Before President George W. Bush's invasion of Iraq in 2003, the U.S. government came up with another convenient argument, claiming the war was an act of American self-defense because otherwise Hussein might give his "weapons of mass destruction" to al-Qaeda for use against U.S. targets. As it turned out, Hussein had no WMDs and was a bitter enemy of al-Qaeda, which didn't exist in Iraq until after the U.S. invasion.
The overthrow and subsequent execution of Hussein turned Iraq into a cauldron of bloody chaos, pitting Shiites against Sunnis and creating a fertile environment for a group of brutal Sunni extremists who took the name "al-Qaeda in Iraq."
Getting Assad
But Official Washington is slow to learn lessons. In 2011, the Obama administration's "liberal interventionists" threw their weight behind a Sunni-led uprising to oust Assad, who runs a harsh but largely secular government with key support from Alawites, Shiites, Christians and other minorities who feared Sunni extremism.
As with Iraq, Syria's sectarian violence drew in many Sunni extremists, including jihadists associated with al-Qaeda, particularly the Nusra Front but also "al-Qaeda in Iraq" which rebranded itself the Islamic State of Iraq and Syria or simply the Islamic State. Eventually, al-Qaeda leaders rejected the Islamic State because it had become a rival of the Nusra Front and because its brutality was too graphic even for al-Qaeda.
Despite the growing radicalism of Syrian rebels, Official Washington's influential neocons and the "liberal interventionists" continued the drumbeat for ousting Assad, a position also shared by Israeli leaders who went so far as to indicate they would prefer Damascus to fall to al-Qaeda extremists rather than have Iranian ally Assad retain control. [See Consortiumnews.com's "Israel Sides with Syrian Jihadists."]
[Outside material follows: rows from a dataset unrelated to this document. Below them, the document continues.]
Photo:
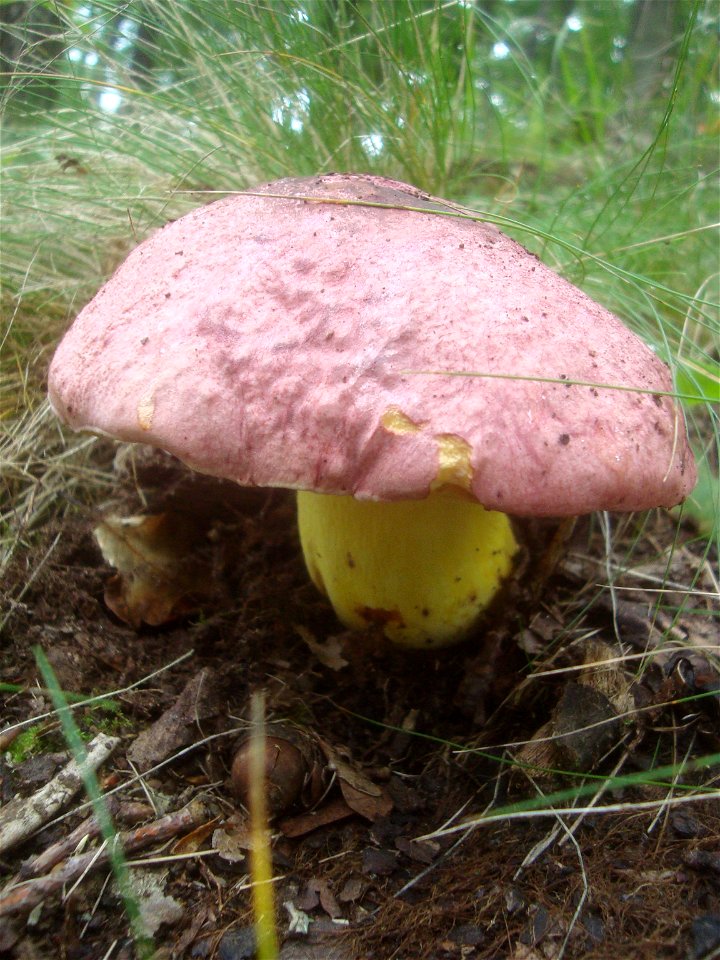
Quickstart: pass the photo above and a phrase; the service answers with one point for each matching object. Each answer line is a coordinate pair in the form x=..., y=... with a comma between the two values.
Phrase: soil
x=376, y=751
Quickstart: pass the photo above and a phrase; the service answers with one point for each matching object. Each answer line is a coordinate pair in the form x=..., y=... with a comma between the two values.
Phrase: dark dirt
x=379, y=727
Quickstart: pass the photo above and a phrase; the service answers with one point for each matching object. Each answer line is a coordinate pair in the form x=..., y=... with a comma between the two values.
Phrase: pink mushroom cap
x=305, y=335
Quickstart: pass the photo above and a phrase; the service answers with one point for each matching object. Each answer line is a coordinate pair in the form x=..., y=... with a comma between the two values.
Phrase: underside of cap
x=309, y=334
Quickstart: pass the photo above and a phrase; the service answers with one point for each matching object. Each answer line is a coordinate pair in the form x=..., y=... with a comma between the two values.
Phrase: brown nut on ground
x=292, y=771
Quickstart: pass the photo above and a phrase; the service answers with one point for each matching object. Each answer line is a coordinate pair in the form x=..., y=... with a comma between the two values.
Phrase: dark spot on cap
x=379, y=617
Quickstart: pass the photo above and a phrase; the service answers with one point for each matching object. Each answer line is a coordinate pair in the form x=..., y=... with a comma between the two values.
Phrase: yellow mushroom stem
x=423, y=570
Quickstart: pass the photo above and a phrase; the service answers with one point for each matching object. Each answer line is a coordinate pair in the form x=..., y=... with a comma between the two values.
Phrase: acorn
x=293, y=770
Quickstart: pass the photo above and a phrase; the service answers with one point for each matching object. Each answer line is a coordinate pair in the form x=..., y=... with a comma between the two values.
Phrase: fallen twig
x=19, y=898
x=23, y=816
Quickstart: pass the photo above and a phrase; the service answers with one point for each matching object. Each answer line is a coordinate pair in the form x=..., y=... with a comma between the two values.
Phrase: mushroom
x=308, y=334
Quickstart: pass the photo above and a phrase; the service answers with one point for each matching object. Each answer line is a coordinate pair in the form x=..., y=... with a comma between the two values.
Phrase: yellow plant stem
x=260, y=854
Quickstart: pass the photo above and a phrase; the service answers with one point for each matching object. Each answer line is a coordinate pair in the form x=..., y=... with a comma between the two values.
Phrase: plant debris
x=371, y=750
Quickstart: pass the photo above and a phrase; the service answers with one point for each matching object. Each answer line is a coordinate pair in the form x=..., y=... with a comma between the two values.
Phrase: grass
x=538, y=126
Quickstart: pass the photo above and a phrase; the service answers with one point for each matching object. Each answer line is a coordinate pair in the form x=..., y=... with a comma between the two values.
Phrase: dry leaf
x=158, y=574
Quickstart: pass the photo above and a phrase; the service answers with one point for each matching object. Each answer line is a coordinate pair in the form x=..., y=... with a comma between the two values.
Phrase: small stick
x=89, y=829
x=22, y=817
x=23, y=897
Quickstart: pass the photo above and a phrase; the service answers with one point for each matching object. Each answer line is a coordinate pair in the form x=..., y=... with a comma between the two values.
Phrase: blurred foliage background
x=588, y=129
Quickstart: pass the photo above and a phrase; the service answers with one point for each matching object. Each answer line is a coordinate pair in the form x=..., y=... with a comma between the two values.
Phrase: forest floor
x=379, y=748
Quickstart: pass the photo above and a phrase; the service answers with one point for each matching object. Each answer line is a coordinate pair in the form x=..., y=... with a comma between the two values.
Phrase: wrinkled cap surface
x=282, y=337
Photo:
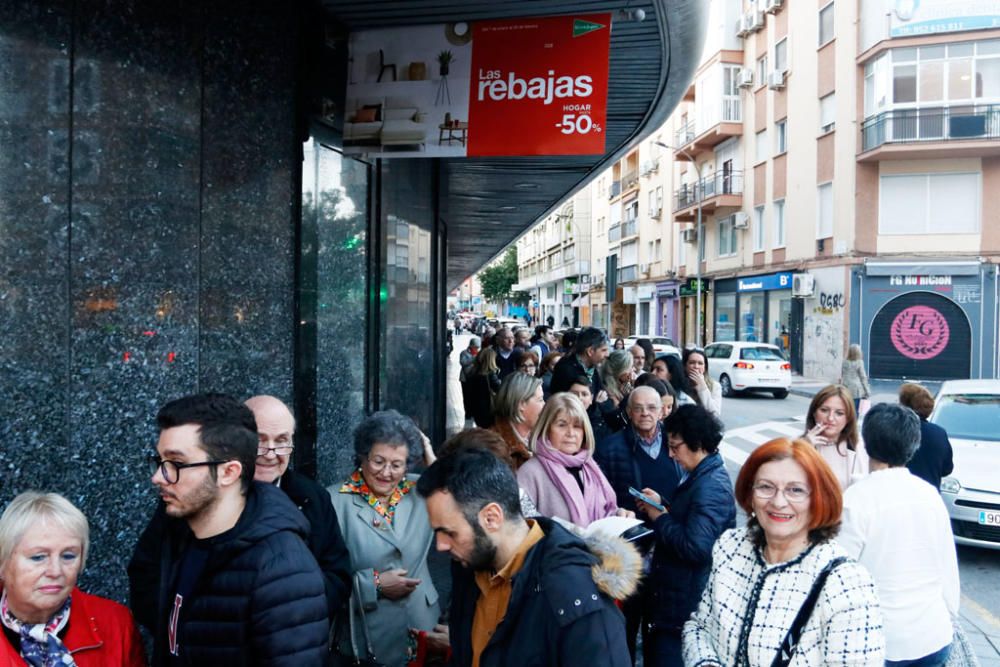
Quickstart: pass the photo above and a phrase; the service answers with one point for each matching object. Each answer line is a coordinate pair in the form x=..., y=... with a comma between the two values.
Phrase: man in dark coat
x=590, y=350
x=275, y=433
x=527, y=591
x=233, y=582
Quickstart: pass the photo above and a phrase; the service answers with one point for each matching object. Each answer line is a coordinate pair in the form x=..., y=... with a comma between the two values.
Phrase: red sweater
x=101, y=633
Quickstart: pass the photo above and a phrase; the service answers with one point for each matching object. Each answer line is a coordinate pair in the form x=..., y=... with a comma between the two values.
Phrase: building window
x=758, y=229
x=727, y=237
x=781, y=56
x=826, y=24
x=779, y=223
x=827, y=113
x=761, y=146
x=941, y=203
x=824, y=211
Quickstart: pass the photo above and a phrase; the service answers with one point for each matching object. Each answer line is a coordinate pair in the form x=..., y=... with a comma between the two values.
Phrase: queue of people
x=846, y=556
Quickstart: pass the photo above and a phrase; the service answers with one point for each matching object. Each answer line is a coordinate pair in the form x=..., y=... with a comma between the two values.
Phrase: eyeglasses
x=380, y=464
x=171, y=470
x=793, y=493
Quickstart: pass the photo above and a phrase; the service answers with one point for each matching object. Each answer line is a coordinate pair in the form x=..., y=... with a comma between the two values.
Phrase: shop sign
x=690, y=288
x=523, y=86
x=919, y=281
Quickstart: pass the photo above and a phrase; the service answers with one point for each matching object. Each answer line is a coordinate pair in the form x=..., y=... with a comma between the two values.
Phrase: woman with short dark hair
x=762, y=574
x=699, y=511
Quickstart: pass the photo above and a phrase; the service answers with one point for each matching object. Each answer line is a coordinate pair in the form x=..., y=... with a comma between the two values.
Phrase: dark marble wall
x=148, y=203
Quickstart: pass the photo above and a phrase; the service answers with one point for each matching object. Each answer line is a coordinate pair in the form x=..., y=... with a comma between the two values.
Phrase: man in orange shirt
x=527, y=592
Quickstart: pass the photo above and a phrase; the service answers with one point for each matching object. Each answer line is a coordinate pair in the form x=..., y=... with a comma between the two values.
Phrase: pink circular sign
x=919, y=332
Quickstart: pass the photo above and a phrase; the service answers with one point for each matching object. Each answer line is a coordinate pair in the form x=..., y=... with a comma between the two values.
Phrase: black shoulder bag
x=791, y=641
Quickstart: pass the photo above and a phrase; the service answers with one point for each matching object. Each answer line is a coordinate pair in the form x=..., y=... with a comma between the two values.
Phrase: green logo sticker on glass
x=583, y=27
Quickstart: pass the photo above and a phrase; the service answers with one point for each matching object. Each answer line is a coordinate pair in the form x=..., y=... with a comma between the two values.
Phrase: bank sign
x=531, y=86
x=762, y=283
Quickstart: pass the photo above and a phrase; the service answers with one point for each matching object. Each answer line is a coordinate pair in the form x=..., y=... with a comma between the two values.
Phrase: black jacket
x=259, y=601
x=702, y=508
x=325, y=541
x=567, y=371
x=933, y=459
x=558, y=614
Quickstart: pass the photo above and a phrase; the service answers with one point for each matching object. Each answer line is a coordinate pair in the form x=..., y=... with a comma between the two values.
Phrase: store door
x=920, y=335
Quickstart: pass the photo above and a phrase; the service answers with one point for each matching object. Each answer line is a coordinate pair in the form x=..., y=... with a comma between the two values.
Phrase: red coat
x=101, y=634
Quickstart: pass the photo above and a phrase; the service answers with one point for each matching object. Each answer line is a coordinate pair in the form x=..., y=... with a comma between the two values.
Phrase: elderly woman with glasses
x=762, y=574
x=46, y=619
x=385, y=525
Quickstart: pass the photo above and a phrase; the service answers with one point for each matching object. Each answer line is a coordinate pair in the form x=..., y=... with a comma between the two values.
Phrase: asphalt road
x=979, y=569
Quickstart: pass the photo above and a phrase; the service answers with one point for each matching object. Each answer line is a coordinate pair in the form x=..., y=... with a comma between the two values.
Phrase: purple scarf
x=596, y=501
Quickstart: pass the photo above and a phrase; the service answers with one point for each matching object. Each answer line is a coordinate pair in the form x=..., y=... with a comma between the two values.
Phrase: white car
x=738, y=366
x=969, y=410
x=661, y=344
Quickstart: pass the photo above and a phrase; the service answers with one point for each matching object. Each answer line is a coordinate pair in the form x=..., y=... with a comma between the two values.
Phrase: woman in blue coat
x=700, y=510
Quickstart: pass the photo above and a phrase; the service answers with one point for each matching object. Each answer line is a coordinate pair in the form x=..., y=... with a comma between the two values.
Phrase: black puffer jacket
x=561, y=610
x=259, y=601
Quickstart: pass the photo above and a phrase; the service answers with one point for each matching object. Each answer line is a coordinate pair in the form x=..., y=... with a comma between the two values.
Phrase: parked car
x=969, y=410
x=661, y=344
x=742, y=365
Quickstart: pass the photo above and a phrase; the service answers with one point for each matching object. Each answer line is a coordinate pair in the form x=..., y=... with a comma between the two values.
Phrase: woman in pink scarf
x=562, y=478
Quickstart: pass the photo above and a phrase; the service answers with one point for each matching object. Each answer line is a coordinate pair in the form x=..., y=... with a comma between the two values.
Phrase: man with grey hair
x=275, y=433
x=896, y=525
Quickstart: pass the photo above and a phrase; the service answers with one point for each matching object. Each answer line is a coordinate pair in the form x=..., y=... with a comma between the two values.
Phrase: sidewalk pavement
x=982, y=627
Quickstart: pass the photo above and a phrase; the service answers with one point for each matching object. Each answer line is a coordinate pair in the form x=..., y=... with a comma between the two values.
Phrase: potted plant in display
x=444, y=60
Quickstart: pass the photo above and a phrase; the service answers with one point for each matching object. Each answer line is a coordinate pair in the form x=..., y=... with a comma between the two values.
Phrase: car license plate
x=989, y=518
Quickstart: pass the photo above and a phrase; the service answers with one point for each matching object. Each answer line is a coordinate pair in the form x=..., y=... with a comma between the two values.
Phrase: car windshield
x=970, y=416
x=761, y=354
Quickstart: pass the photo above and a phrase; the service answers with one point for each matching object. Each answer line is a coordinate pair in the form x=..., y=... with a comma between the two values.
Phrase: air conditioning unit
x=803, y=284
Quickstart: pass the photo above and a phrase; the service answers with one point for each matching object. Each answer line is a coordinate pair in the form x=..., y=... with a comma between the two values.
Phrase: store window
x=752, y=317
x=725, y=316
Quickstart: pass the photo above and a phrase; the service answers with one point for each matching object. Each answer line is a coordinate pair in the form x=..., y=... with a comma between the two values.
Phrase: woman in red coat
x=45, y=620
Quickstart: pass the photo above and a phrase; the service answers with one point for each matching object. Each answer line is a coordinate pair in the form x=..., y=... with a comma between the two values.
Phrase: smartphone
x=646, y=499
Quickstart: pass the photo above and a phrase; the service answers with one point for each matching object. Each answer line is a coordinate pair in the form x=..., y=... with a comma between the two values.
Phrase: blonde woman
x=854, y=377
x=562, y=477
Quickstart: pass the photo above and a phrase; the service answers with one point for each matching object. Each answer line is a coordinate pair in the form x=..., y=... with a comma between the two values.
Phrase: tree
x=499, y=277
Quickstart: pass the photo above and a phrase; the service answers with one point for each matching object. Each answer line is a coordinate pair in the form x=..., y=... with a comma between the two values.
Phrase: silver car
x=969, y=410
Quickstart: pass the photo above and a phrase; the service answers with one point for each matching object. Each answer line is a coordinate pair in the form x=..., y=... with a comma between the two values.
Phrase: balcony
x=933, y=132
x=719, y=190
x=615, y=189
x=724, y=122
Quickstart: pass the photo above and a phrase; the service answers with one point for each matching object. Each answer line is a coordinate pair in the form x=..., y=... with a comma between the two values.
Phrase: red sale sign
x=539, y=86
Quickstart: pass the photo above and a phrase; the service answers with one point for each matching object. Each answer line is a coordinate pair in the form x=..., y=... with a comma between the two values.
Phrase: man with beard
x=223, y=562
x=528, y=591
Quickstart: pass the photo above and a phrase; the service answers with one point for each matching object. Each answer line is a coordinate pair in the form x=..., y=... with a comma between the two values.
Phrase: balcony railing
x=615, y=189
x=931, y=124
x=713, y=185
x=628, y=273
x=685, y=135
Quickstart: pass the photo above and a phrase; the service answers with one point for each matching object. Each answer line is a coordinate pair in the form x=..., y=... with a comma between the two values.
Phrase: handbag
x=791, y=641
x=962, y=654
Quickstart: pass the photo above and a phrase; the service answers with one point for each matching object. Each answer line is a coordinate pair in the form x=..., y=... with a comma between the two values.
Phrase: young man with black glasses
x=223, y=561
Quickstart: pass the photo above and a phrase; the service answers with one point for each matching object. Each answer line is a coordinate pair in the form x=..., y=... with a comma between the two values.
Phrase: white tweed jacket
x=748, y=606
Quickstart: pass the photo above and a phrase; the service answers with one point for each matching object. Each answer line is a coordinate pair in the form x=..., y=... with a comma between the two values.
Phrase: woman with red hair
x=763, y=574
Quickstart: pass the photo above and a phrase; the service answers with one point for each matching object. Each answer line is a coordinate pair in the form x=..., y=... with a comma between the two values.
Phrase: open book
x=628, y=529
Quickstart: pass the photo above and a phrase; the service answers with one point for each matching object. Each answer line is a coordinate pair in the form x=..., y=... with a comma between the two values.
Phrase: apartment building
x=845, y=159
x=554, y=263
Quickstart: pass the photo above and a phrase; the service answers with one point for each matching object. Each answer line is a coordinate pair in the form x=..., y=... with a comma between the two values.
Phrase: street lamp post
x=698, y=191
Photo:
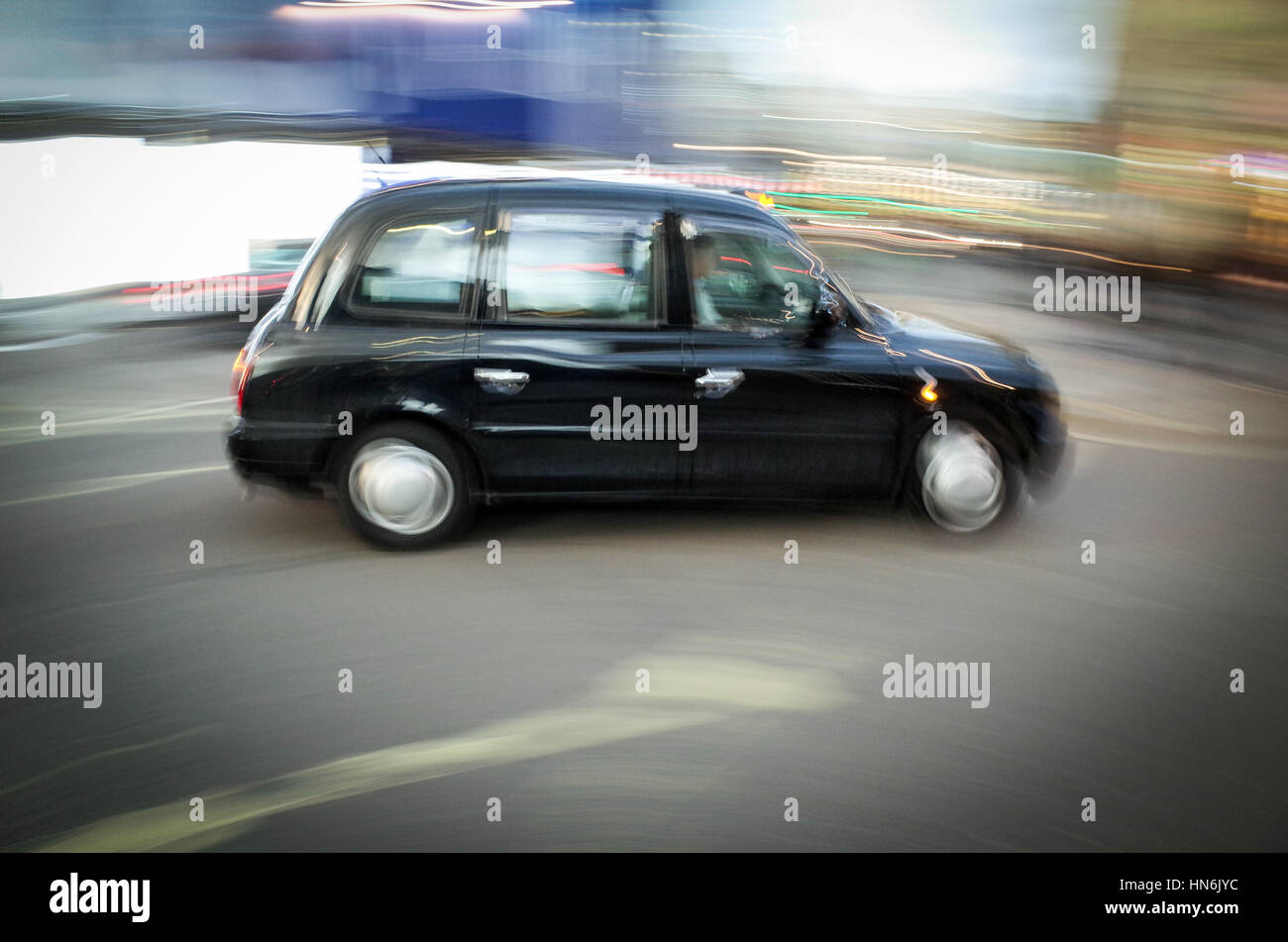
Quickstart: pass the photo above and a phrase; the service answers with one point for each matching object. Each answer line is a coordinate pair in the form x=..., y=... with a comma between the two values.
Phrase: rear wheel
x=403, y=485
x=966, y=477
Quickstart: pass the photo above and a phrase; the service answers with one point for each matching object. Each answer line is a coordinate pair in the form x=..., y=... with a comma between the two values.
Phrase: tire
x=403, y=486
x=967, y=478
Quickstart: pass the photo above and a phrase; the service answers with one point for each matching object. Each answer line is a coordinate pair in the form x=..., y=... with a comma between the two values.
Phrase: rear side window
x=593, y=267
x=419, y=267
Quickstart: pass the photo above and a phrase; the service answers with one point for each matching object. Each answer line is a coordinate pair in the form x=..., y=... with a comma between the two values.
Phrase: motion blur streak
x=697, y=690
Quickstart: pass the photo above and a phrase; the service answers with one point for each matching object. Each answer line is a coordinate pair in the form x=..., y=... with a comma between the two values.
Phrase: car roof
x=690, y=197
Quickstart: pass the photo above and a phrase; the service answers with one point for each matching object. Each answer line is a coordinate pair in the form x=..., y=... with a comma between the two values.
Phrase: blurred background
x=941, y=156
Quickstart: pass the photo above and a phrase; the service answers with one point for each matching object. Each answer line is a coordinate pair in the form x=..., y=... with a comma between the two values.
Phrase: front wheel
x=964, y=480
x=403, y=486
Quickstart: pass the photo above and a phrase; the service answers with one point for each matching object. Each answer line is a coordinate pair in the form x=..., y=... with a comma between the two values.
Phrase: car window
x=587, y=267
x=748, y=279
x=419, y=266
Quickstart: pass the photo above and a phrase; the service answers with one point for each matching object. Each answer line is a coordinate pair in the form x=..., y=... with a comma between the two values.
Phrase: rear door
x=578, y=365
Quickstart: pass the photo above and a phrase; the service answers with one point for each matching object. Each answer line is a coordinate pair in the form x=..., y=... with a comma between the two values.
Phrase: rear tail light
x=243, y=368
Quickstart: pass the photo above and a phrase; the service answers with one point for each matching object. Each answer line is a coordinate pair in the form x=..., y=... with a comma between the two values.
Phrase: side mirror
x=824, y=317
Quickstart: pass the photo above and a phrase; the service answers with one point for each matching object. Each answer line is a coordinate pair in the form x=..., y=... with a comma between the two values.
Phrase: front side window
x=748, y=279
x=591, y=267
x=417, y=266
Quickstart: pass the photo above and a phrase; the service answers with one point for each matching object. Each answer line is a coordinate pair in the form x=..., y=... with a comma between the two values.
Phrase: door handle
x=717, y=382
x=503, y=381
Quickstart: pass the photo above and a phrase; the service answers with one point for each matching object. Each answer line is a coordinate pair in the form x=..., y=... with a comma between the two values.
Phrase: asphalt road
x=518, y=680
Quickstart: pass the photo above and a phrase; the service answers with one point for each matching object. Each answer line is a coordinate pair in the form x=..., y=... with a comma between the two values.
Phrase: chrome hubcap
x=399, y=486
x=962, y=480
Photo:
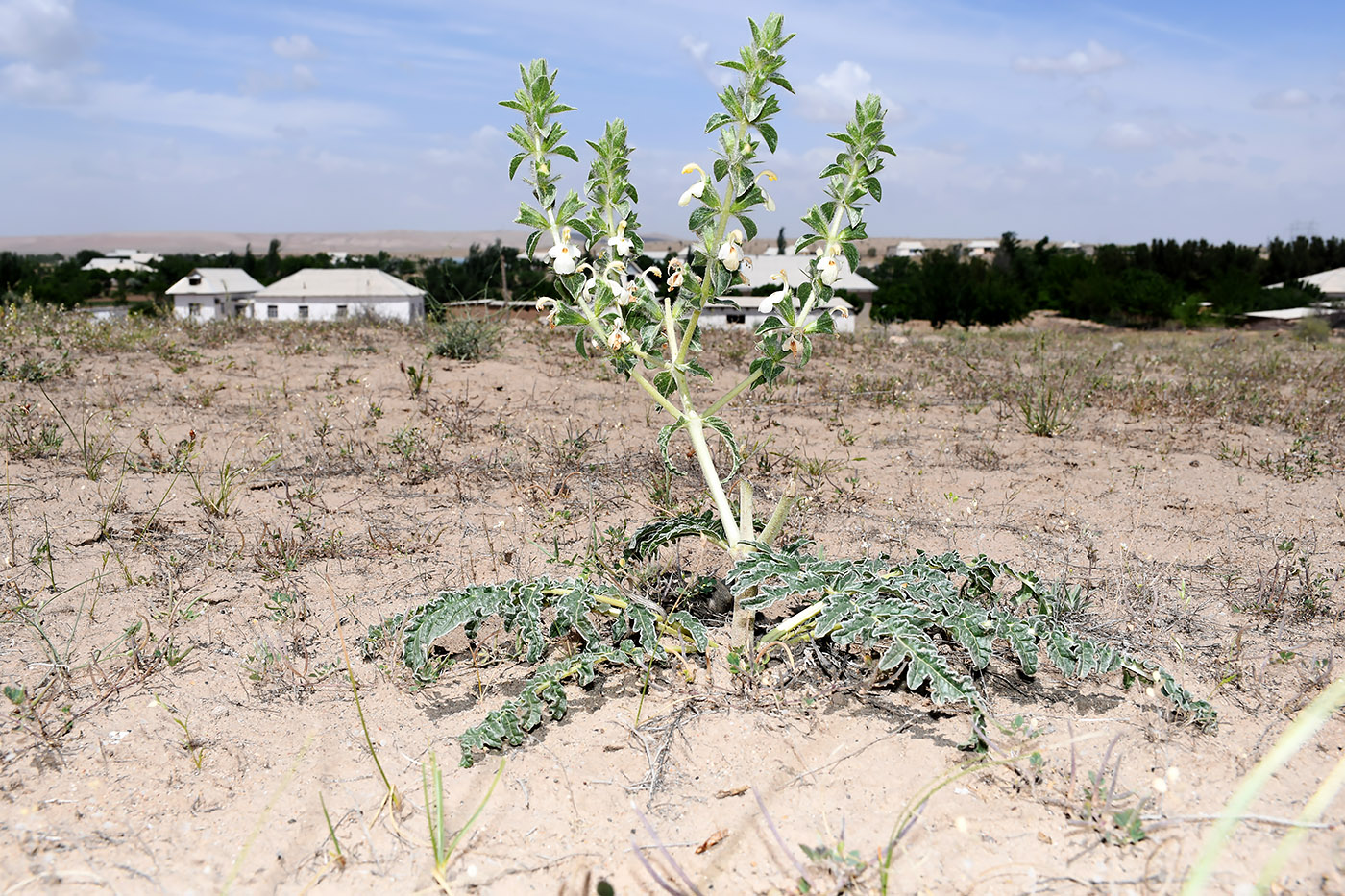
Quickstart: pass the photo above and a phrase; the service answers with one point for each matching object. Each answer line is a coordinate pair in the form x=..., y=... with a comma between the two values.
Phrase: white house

Whenever there was a chance to push Obama into ordering a U.S. military assault on Assad's government, "the Assad-must-go crowd" pressed the argument. For instance, a still-mysterious Sarin gas attack outside Damascus on Aug. 21, 2013, was immediately blamed on Assad's forces. The neocons and the "liberal interventionists" demanded an air war to punish the Syrian government -- and possibly open the way for a rebel victory.